– Мессир, до боя мы не успели осмотреть все монастырские помещения, – сказал Анри де Монтобан. – Может быть, всё-таки найдём спрятавшихся монахов, и они окажут Вальтеру помощь получше той, которую окажем мы?
– Давай. Быстро.
Они нашли полсотни монахов под землёй, в винном погребе. Монахи не прятались здесь, а были пленниками. Не тратя времени на представления, Сиверцев сразу спросил:
– Врач среди вас есть?
– Я был монастырским врачом, – отозвался старенький монах в застиранном подряснике.
– У нас тяжело раненный. Быстрее.
Монах осмотрел Вальтера и, смазав рану мазью из маленького пузырька, который был у него при себе, сделал грамотную перевязку, сразу сказав:
– Рана очень болезненная, но не смертельная, жизненно важные органы не задеты, операция не нужна. Ему сейчас более всего необходимо обезболивающее, а лучше всего – снотворное. У меня есть. Припрятано. Варвары не всюду добрались.

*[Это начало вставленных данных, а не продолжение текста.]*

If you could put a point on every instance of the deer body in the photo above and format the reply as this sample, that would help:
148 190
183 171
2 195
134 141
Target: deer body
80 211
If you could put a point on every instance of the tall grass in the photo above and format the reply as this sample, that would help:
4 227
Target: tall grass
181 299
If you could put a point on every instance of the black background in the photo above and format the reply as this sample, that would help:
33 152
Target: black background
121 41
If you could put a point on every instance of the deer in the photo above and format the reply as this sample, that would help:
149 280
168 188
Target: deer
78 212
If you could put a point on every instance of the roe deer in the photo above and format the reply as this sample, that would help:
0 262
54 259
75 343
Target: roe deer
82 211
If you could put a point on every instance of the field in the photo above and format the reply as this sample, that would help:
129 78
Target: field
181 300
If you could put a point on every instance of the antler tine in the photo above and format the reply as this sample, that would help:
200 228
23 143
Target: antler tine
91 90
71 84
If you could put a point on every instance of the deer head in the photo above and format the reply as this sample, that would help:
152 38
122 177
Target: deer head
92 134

Монах обратился к Сиверцеву, безошибочно определив главного, но ему ответил сам раненный:
– Никаких обезболивающих. Никаких снотворных. Прежде всего исповедь. Нужен священник.

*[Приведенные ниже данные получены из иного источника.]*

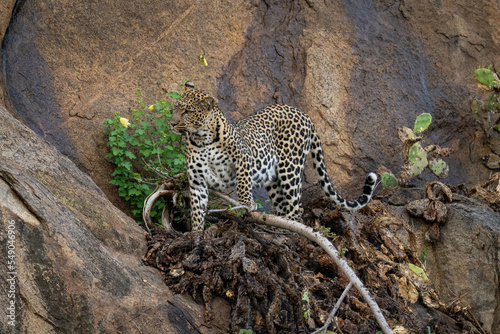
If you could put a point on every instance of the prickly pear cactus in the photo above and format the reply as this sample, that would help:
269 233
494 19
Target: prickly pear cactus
417 158
439 168
388 181
422 122
487 77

– При такой боли, брат, сможешь ли ты исповедаться? – озабоченно развёл руками монах.
– Смогу. Только бы успеть.
– Священник у вас есть? – спросил Сиверцев.
– И не один.
– Делай!
Монах мгновенно исчез, но вместе со священником появился только через полчаса. Крупный батюшка с большой бородой в великолепной чистой епитрахили поверх рваного и грязного подрясника, с порога сказал:
– Прошу прощения за задержку, надо было епитрахиль и поручи из тайника извлечь. А теперь прошу всех выйти.
Сиверцев, выходя из трапезной последним, бросил назад беглый взгляд, и в его душе вдруг отчётливо высветилась невероятная трагичность происходящего: исповедь тяжело раненного тамплиера прямо на поле боя, посреди трупов, которые ещё час назад были живыми людьми. Воистину, тамплиерская исповедь.
Батюшки не было часа полтора, за это время тамплиеры с монахами не разговаривали, ни о чём не думая, кроме Вальтера. Наконец батюшка вышел. По его просветлённому лицу текли слёзы.
– В жизни не слышал такой искренней и глубокой исповеди. Ваш брат – почти святой. Даже не желаю ему выздоровления. Хорошо после такой исповеди умереть. Но да свершится воля Божия.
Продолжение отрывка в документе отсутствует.